Cet état d’esprit ethnique domine largement et avec acuité la « communauté » où existe un multi-nationalisme et où chaque composante tient à affirmer sa propre spécificité et rejette de facto les conditions de réalisation d’une telle « communauté » dont elle se revendique tout en continuant à le clamer en toute occasion dans une logique totalement absurde. Majoritairement chaque composante amazigh a pour référence dominante son appartenance étatique que de l’appartenance à Tamazgha, cet espace, royaume idéal, cité des amazighs comme c’est décrit dans la littérature militante.

Je dirai même, dans une certaine limite, que l’antagonisme légendaire entretenue par le nationalisme absurde algérien et marocain est reproduit à l’identique consciemment ou inconsciemment au niveau du dit « mouvement amazigh » Sans parler de la gouvernance associative la caractérisant, monarchiste, absolue et héréditaire parfois, et où l’on ne connaît pas l’alternance.
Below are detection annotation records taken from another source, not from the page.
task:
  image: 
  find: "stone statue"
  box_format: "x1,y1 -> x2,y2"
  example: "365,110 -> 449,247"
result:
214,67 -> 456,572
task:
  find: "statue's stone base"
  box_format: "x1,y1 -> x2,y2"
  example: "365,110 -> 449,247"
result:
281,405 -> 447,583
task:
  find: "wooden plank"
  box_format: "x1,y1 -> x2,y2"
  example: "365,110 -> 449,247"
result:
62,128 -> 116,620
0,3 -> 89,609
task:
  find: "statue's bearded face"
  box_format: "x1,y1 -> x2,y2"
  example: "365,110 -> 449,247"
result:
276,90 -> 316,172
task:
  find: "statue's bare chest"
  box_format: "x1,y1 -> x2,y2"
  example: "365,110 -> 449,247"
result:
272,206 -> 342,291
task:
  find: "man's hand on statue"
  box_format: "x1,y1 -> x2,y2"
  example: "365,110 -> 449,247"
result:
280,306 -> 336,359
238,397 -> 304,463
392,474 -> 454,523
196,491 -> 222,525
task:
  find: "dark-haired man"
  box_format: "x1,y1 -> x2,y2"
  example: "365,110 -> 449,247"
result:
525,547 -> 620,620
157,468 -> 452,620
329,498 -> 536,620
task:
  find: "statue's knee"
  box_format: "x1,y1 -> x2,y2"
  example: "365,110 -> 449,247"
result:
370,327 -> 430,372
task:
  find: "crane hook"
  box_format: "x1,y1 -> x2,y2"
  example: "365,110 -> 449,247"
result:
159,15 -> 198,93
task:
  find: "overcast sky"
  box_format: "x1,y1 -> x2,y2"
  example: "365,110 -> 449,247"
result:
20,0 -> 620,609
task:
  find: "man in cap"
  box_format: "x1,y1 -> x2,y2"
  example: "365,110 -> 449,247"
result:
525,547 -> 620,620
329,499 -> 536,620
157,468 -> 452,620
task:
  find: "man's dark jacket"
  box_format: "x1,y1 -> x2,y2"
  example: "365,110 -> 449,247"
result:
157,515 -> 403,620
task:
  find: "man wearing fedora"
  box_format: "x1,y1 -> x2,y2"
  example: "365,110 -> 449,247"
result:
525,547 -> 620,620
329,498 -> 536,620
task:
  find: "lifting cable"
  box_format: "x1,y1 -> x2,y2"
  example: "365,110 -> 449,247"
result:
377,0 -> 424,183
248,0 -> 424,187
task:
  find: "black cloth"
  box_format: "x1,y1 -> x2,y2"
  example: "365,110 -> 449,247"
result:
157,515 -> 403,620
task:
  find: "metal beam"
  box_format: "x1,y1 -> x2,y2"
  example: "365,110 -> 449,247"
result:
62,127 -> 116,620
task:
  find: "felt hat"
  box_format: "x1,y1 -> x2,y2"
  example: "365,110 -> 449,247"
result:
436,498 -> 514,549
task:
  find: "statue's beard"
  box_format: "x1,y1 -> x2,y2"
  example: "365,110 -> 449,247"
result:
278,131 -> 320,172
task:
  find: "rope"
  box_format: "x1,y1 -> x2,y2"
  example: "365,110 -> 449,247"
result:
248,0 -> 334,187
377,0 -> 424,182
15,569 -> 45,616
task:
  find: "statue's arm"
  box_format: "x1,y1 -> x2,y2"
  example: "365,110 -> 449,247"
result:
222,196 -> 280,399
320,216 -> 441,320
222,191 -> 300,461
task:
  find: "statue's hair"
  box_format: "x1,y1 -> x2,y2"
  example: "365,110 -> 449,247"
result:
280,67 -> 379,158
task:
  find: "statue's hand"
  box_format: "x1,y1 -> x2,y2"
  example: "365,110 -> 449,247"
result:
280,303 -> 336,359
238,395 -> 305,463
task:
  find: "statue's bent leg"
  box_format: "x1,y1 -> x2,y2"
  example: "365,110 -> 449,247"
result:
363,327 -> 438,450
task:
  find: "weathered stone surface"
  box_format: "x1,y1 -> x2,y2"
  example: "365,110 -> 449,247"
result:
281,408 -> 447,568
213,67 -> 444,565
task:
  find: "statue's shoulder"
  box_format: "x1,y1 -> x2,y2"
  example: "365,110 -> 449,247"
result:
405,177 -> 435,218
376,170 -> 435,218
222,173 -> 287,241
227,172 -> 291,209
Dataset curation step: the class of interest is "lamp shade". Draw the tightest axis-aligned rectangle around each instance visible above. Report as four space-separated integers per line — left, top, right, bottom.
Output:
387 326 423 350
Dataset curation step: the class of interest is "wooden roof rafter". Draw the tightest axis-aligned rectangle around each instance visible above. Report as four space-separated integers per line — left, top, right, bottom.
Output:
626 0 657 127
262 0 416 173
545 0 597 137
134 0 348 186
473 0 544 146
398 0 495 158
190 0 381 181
Pour conclure sur un ton optimiste, je dirai qu’on doit faire un examen approfondi de nos propres démarches, arrêtons de refuser de prendre en compte la réalité, on se doit de questionner et déconstruire les formes et les logiques actuelles qui sous-tendent nos engagements associatifs et la mobilisation collective et militante afin de ressortir nos faiblesses et identifier les démarches que nous nous devons de mettre en place pour renforcer nos combats.